Jedenastka 28. kolejki I ligi

W jedenastce kolejki pierwszej ligi znaleźli się zawodnicy z sześciu klubów. Trzech piłkarzy w zestawieniu ma Górnik Zabrze, Pogoń Szczecin a dwóch Flota Świnoujście. Po raz kolejny większość z nominowanych zawodników stanowi o sile ofensywy w swoich ekipach.

W tym artykule dowiesz się o:

Sebastian Nowak (Górnik Zabrze) - dołożył swoją cegiełkę do zwycięstwa nad Motorem Lublin. Przy stanie 0:0 obronną ręką wyszedł z kilku trudnych sytuacji. Bardzo pewnie interweniował przy dośrodkowaniach z stałych fragmentów gry.

Sławomir Mazurkiewicz (Flota Świnoujście) - pewnie kierujący świnoujskim blokiem defensywnym bohater meczu z Dolcanem. Kilkakrotnie był bliski pokonania bramkarza gości strzałem z rzutu wolnego, aż w końcu mu się ta sztuka powiodła. Jego gol z ponad 30 metrów dał Flocie pierwsze tej wiosny zwycięstwo.

Błażer Radler (Znicz Pruszków) - solidny występ obrońcy Znicza. Zdobył pierwszego gola dla swojego zespołu, który okazał się bardzo ważny. Pruszkowianie wygrali dzięki temu z bezpośrednim rywalem w walce o utrzymanie. Radler spisywał się też bardzo dobrze w defensywie.

Maciej Mysiak (Pogoń Szczecin) - w pojedynku przeciwko Stalówce miał kilka okazji do zdobycia bramki głową, lecz bardzo dobrze z opresji wychodził bramkarz Stali. Pomagał w środku boiska, dzięki czemu Pogoń zdecydowanie opanowała środek pola. Mysiak był wyróżniającą się postacią.

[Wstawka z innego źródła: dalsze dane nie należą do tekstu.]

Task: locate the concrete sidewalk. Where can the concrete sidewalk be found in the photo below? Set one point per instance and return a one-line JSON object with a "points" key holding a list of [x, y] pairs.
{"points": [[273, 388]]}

Dawid Gajewski (Górnik Zabrze) - młody lewoskrzydłowy Górnika "wygryzł" ze składu na mecz z Motorem rutynowanego Roberta Szczota i był jednym z najjaśniejszych punktów górniczej drużyny w starciu z outsiderem tabeli. Popisał się kilkoma efektownymi rajdami i zaliczył piękną asystę przy trafieniu Adriana Świątka. W samej końcówce spotkania sam miał szansę wpisać się na listę strzelców. Piłka zatrzymała się jednak na poprzeczce.

Tomasz Rudolf (Flota Świnoujście) - po długotrwałej kontuzji na stałe powraca do składu Floty. W meczu z Dolcanem zagrał bardzo dobrze na skrzydle, gdzie stoczył wiele skutecznych indywidualnych pojedynków i był niezwykle aktywnym ogniwem w akcjach wyspiarzy.

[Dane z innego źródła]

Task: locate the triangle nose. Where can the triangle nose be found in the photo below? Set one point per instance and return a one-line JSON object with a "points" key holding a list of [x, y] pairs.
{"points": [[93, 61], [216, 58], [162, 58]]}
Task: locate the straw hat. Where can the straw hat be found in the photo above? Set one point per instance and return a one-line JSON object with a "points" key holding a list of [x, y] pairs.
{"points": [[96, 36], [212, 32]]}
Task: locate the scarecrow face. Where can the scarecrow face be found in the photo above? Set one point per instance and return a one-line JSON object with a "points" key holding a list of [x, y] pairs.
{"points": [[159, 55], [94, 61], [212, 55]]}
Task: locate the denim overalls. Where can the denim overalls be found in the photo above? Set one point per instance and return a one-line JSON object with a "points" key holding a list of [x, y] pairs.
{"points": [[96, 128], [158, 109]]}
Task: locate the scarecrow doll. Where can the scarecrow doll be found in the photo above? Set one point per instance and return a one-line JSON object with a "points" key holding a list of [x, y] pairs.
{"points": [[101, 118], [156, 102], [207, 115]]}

Przemysław Pietruszka (Pogoń Szczecin) - fantastyczny gol na 2:0 - mocne uderzenie z ponad 20 metrów. Trzymał środek pola, sporo odbiorów, przechwytów. Pewna postać drużyny Piotra Mandrysza. Pomocnik Portowców musi wreszcie uwierzyć w możliwości jakie posiada, gdyż ma on z tym problem. Całkiem przyzwoity występ tego zawodnika.

Dariusz Kołodziej (Podbeskidzie Bielsko-Biała) - środkowy Górali rozegrał kolejny kapitalny mecz. Zdobył bardzo ładnego gola, a dodatkowo siał ogromne zagrożenie pod bramką Widzewa. Widać, że drzemią w nim ogromne umiejętności.

Marcin Bojarski (Pogoń Szczecin) - dobry mecz tego zawodnika. Był jednym z najlepszych jeśli nie najlepszym zawodnikiem. Brał udział w akcjach ofensywnych, ale gdy trzeba było wracał pod własną bramkę i pomagał kolegom w defensywie. Stwarzał duże zagrożenie, urwał się zawodnikom Stali, walczył, ale przede wszystkim pokazał, co to znaczy doświadczenie.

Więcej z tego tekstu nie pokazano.